The role of test locations in early-stage plant breeding: Identifying discriminating locations and extrapolating performance to locations that are not observed
Okudan-Kremer, Gul Erdem
Nordman, Daniel John
Is Version Of
Industrial and Manufacturing Systems Engineering
It is well established that the phenotypic response of plants is based on a main genetic effect (G), an environmental effect (E), and a genetic-by-environment (GxE) interaction effects that are typically significant in magnitude. In commercial plant breeding, predicting the phenotypic response of new experimental genotypes is therefore especially challenging because it is only possible to plant, and hence observe, each genotype in a very limited set of locations, creating a possible bias because for a particular experimental genotype the average GxE effects for this set of environments may be significantly different than if it was observed over a larger set of environments.
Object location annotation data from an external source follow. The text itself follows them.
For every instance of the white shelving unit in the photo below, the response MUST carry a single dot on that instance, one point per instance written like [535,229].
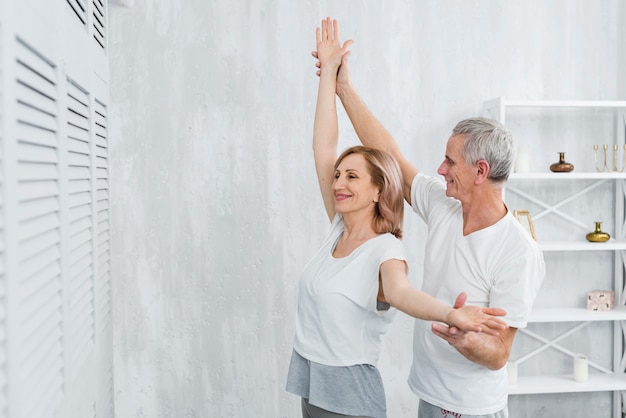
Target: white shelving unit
[576,318]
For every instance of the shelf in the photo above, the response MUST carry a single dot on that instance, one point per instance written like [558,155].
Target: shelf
[610,245]
[503,102]
[567,176]
[576,315]
[566,384]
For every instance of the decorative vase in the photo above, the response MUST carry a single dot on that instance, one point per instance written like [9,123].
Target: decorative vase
[598,235]
[561,166]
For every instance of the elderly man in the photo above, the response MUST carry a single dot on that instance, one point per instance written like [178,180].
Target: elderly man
[474,243]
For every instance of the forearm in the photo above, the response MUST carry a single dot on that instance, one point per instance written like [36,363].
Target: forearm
[419,304]
[368,128]
[487,350]
[325,126]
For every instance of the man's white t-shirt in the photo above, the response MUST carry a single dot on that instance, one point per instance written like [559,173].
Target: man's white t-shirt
[499,266]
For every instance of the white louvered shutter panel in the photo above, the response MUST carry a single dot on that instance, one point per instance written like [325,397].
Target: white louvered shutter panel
[39,235]
[80,226]
[55,284]
[3,276]
[99,28]
[104,333]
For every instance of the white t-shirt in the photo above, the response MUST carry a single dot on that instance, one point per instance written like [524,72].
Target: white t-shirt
[499,266]
[337,322]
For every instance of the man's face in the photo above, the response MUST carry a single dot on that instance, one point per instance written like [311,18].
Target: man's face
[458,174]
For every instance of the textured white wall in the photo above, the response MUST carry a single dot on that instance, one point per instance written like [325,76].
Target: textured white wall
[214,199]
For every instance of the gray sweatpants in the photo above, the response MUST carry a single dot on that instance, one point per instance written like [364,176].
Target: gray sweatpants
[312,411]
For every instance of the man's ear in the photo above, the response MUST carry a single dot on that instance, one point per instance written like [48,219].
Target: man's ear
[482,172]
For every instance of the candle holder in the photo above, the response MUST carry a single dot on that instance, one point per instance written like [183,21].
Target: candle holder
[605,165]
[581,368]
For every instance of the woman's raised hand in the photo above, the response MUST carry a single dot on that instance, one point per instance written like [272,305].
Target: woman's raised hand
[329,50]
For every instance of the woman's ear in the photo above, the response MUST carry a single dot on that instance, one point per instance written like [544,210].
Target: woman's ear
[482,172]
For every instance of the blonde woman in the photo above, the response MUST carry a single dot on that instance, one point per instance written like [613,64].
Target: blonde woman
[349,289]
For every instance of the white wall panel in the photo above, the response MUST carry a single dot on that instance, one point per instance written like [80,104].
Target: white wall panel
[54,274]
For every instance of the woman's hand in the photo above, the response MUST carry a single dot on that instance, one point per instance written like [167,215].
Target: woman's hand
[329,50]
[475,318]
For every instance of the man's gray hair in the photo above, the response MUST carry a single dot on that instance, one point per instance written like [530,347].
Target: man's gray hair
[487,139]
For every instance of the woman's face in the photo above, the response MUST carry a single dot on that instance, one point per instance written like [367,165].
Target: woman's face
[353,187]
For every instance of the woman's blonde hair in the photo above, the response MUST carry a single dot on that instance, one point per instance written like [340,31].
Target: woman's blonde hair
[386,175]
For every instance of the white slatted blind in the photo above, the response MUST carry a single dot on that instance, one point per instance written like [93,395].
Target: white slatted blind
[103,292]
[3,278]
[39,234]
[99,22]
[55,284]
[80,8]
[80,226]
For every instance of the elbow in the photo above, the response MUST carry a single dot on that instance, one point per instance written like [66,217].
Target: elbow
[497,364]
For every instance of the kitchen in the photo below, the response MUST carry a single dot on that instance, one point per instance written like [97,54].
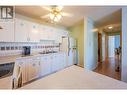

In other words, a predictive model based on the observed locations may either over- or underestimate the true performance because the small set of observed locations was either favorable or unfavorable for this specific genotype. If a large enough sample of locations could be planted and observed then this bias might be eliminated, but in practice that is not possible. Decisions regarding the advancement of a specific plant genotype is challenging due to observing them in a very limited number of observations. But if we can identify subsets of genotypes that perform similarly (i.e., have similar GxE) to the current commercial genotypes, we can expand our training data to a much larger set. This thesis addresses the issue of how to expand the training data so that machine learning can be later used to predict the phenotypic response better to aid better decision making. Also, in early-stage experimentation, where each genotype is observed in very few environments, even compared to late-stage experimentation, the focus is often on the genotype main effect rather than genetic-by-environment interaction effect. So, it adds value if we can plant these genotypes in locations that are best able to capture the true ranking of the genotypes. This thesis aims to shift the focus from improving precision of predictive models to improving probability of making correct genotype selection by identifying and using locations that are best able to discriminate between genotypes so that we can make correct advancement decisions.